________________ CM . . . . Volume XVI Number 14 . . . . December 4, 2009


Road to Bliss.

Joan Clark.
Toronto, ON: Doubleday Canada, 2009.
271 pp., pbk., $14.95.
ISBN 978-0-385-66687-9.

Grades 8-12 / Ages 13-17.

Review by Pam Klassen-Dueck.

**** /4


For a long time Jim stood wondering if he had really seen a beautiful girl and a little boy vanish into the woods. Had he really spoken to someone named Miriam, or had he imagined their conversation? Was the abandoned schoolhouse inhabited by lonely ghosts? "No way," said Jim. "They were as real as me." Here he was, talking to himself again.


A massive power failure leaves a metropolis at a standstill, and 15-year-old Jim Hobbs is stranded underground on a crashed subway, dealing with a concussion. A nurse's stern warning not to fall asleep leads him to walk out of the immobile city …… and to keep walking. Eventually, after days of hitchhiking, he ends up on the prairies, and holes up in an abandoned house named Bliss, where he meets -- and falls for -- the exotic-looking Miriam, a cult member from nearby Majestic Farm. Eager to be near Miriam, Jim finds work at Majestic, though he isn't permitted to look at the girl, let alone speak to her. Miriam divulges to Jim, however, that she is desperate to leave the farm, and Jim tries to help her escape, but at what risk?

     A story that explores ideas of independence and community, Road to Bliss is written by Joan Clark, an award-winning author of books for young adults and adults.

     Believing that on the open prairie he'll find the space he needs to live his life, Jim heads west -- away from the boredom of school and the indifference he feels from his family -- but instead he encounters the members of a religious cult who are trained by their leader to believe in absolute uniformity that they are the one true religion. As Jim explores his newfound independence, particularly in contrast to the mind control he sees at Majestic, the former school-hater learns a great deal about the world and about himself. For instance, while looking into the expansive prairie nighttime sky, he philosophizes about time and light, and it occurs to him that his wristwatch "wasn't much more than a stone-age tool." This is a topic he would never have considered if he'd stayed in the metropolis, away from open skies! He also begins to read voluntarily -- the Robert Louis Stevenson classic Treasure Island, much to his enjoyment -- and perceives the narrative of his life at Bliss within the context of the adventure story. In general, looking at Majestic changes the way he perceives himself, his family, and his friends.

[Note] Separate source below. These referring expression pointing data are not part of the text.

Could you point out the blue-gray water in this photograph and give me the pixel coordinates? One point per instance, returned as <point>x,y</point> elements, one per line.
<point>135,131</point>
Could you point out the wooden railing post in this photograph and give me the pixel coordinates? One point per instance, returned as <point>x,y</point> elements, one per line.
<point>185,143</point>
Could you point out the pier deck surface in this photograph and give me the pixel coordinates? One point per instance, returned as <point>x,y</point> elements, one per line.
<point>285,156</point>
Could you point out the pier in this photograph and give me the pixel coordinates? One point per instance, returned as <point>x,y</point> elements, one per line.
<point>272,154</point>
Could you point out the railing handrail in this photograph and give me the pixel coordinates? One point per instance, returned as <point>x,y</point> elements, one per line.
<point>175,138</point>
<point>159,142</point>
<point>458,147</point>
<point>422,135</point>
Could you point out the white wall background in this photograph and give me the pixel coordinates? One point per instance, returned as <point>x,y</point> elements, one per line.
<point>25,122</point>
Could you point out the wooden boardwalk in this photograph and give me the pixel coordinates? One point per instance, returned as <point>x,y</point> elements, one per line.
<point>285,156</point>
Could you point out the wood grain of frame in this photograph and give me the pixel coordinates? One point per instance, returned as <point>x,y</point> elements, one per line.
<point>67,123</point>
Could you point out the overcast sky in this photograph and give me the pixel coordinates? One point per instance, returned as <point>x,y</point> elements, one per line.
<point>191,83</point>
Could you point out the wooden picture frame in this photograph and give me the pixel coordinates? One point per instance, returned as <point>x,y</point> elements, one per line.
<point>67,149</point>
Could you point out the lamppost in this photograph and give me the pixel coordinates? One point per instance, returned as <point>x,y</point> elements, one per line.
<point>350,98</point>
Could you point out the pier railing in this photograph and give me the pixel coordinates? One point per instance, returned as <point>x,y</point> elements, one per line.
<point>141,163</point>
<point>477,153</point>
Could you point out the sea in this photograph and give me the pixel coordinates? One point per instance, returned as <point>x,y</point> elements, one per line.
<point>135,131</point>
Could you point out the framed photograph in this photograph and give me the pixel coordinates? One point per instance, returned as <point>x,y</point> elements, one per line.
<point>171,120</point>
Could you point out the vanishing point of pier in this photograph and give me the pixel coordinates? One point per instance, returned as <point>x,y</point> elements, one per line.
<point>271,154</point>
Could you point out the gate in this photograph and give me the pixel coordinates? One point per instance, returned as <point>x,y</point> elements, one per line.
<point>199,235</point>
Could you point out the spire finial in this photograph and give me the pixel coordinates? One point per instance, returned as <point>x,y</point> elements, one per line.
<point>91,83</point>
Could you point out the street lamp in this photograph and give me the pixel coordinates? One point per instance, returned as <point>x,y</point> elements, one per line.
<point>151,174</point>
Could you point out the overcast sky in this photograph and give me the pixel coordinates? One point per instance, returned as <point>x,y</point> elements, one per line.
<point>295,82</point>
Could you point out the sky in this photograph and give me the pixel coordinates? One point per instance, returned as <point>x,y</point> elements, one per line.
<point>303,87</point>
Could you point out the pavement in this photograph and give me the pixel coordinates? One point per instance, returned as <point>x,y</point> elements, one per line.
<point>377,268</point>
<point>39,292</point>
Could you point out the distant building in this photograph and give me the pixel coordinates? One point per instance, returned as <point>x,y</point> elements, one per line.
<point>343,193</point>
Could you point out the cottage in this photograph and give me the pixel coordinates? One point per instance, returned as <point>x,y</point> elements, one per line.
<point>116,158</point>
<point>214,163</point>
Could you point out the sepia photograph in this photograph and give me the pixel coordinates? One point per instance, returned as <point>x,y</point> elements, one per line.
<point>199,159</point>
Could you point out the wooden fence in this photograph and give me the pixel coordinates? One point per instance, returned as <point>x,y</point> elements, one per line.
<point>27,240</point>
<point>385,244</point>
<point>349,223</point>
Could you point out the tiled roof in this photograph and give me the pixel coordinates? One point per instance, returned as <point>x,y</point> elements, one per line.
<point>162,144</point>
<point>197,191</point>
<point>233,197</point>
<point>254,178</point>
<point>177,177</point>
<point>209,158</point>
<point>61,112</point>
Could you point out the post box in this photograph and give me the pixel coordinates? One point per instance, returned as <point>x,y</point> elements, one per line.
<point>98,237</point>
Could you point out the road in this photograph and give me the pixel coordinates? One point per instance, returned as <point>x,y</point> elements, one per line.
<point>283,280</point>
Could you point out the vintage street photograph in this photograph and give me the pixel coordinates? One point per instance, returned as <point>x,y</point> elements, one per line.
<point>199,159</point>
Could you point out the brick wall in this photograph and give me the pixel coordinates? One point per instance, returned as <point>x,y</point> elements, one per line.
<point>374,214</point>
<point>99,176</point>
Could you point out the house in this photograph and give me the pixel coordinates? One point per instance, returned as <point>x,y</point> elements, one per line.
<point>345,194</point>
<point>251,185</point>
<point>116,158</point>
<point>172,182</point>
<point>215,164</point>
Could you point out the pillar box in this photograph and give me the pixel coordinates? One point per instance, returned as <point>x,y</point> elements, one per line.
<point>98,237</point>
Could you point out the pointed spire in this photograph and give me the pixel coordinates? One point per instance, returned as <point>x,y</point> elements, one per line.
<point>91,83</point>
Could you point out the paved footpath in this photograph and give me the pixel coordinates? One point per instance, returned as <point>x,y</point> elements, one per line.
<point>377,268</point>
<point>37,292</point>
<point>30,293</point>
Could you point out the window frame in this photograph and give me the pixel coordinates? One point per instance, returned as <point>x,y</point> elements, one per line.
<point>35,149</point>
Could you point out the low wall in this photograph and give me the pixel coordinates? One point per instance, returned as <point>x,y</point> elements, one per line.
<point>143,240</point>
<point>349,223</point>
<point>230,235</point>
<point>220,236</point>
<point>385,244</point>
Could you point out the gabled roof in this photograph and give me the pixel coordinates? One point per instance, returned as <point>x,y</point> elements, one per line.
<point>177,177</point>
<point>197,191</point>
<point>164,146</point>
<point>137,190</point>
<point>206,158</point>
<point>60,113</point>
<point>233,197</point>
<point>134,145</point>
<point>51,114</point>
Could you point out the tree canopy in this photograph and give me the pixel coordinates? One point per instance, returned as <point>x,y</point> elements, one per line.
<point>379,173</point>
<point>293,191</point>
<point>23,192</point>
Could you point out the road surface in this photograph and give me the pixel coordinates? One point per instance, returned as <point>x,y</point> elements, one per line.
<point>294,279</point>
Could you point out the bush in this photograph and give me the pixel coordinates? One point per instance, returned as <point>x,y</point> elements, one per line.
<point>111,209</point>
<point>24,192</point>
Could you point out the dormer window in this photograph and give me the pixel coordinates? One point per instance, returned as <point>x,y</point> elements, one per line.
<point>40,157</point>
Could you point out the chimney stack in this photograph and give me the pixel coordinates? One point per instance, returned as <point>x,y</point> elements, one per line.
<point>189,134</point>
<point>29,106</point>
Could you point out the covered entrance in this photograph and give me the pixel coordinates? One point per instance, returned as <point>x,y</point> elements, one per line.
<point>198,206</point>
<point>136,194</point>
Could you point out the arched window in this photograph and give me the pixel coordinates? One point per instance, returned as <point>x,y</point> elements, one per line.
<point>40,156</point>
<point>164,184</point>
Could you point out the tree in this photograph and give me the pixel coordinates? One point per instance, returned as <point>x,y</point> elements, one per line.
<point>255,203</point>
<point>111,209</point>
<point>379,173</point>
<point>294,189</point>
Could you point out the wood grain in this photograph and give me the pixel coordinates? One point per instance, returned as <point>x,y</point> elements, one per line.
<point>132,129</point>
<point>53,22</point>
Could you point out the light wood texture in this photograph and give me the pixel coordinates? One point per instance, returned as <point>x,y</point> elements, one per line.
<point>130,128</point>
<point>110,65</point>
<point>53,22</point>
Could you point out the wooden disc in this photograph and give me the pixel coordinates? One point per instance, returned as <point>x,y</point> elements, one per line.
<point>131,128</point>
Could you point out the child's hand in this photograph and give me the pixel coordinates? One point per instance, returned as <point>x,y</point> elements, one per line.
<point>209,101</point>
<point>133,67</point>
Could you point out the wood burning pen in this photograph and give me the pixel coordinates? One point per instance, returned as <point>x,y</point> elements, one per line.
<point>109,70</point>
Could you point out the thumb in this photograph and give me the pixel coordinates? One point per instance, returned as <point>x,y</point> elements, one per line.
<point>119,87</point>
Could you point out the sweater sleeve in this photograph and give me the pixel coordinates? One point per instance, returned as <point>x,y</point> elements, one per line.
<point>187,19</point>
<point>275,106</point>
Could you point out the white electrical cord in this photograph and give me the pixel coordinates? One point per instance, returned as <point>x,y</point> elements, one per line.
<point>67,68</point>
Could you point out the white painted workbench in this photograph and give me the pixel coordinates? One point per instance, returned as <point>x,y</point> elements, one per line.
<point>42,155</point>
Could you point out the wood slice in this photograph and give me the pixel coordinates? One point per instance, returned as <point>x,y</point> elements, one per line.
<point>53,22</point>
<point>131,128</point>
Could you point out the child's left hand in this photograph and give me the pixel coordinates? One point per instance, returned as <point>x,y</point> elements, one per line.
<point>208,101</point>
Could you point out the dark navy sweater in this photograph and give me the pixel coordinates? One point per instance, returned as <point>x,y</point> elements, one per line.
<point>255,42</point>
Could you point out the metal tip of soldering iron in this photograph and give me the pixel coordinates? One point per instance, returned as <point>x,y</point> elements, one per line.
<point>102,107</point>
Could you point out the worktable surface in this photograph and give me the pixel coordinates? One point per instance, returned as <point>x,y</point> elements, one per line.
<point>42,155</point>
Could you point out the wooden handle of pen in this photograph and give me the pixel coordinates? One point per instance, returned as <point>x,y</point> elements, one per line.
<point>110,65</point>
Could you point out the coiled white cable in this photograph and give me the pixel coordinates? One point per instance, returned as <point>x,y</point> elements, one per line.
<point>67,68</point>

     Most interestingly, Road to Bliss raises interesting questions about religion. The novel asks: What is a cult? Who has the right to decide if a religion is a cult? Are issues surrounding cults always black and white? Jim spends most of the narrative thinking about such things, and he comes to see that the issues aren't always defined clearly. For instance, he learns that the pastor, Miriam's father, went out of his way to be kind and supportive to fellow cult member Asa, who was a down-and-out heroin addict. Though Jim sees that the pastor is rigid and extreme, he can't be labelled simply as ‘the bad guy.' Jim understands, as well, that the type of mind control practised at Majestic is not unique to the farm or even to cults in general, as this kind of manipulation happens "big time in other places, and in that respect, Majestic Farm was no different from the big, bad world." Who, in the end, lives with a truly free mind?

     For Jim, the determining issue that helps him decide on Majestic as a hazard is the way in which the cult treats its women and girls, all of whom are largely unacknowledged: they are expected to tend quietly to domestic affairs, including the breeding of numerous children, and to starve themselves of intellectual life. Female opposition to the pastor's rules results in swift punishment: shunning, shearing of hair, and near-starvation. When Miriam experiences these very things (as retribution for standing up to her father's edict against a young mother for bottle-feeding her infant), Jim -- his sister's rants against anti-feminist behaviour still buzzing in his ear -- realizes that such dogma can be nothing but harmful, and he knows that he can't just walk away from the doomed girl.

     I recommend Road to Bliss for a broad audience, including adults, because of its interesting themes, as well as its compelling narrative which hooks the reader right down to the lovely and wistful last sentence.

Highly Recommended.

Pam Klassen-Dueck teaches high school English in Altona, MB, and is a graduate student in the M. Ed. program at Brock University.